Just want you to know this blog made me cry. I wasn't feeling any particular emotion, I just started crying.
Arms on the drying rack #puppetbuilding #stopmotion #wip
by the way some Cool Stuff is happening :9
Makin’ my way downtown #wip #stopmotion #puppetfeet
Sue 2.0 is all foamed up!!! She’s better constructed (with copper wire reinforcing a smaller gauge of aluminum wire), faster to build (started her last night, finished the final touches on her foam just a few minutes ago), better at balancing (she’s completely unsupported in all of these)….
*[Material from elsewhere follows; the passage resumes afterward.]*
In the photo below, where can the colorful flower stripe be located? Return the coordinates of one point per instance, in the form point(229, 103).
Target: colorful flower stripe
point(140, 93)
…AND STRONGER THAN EVER BEFOREEEEEEEEE
LONG LIVE SUE 2.0
Starting over from scratch after learning about breaking armatures… Sue 2.0 is taking shape #stopmotion #puppetmaking #wip #learnfromyourmistakes
Since I’ve been posting about my puppet-building escapades, I thought I might as well post my plans I’ve made!
I originally had the idea for this puppet in spring 2015 or so, and I sketched up the first drawing on the left. It was just for a personal idea at that point, and kind of a pipe dream. Then this semester (Spring 2016) I started a stop-motion class, and our final project is to build and animate a character in a set that we’ve made; and so I jumped at the chance to make my Sue puppet a reality! Therefore I made the second drawing on the right, and I am using it as my layout/plan for fabricating the current puppet I’m working on.
The drawing on the right is to scale, by the way - Sue is going to be about 8 inches tall when finished, and so that’s how big that drawing is!
So as I was working on foaming last night, I thought it would be a good idea to take pictures of my process! As a disclaimer - this is the first stop motion puppet I’ve built, so don’t take my process as the end-all be-all. There are definitely mistakes and pitfalls in my process, as illustrated here with her arm coming off, but feel free to take inspiration or learn from this as I do it!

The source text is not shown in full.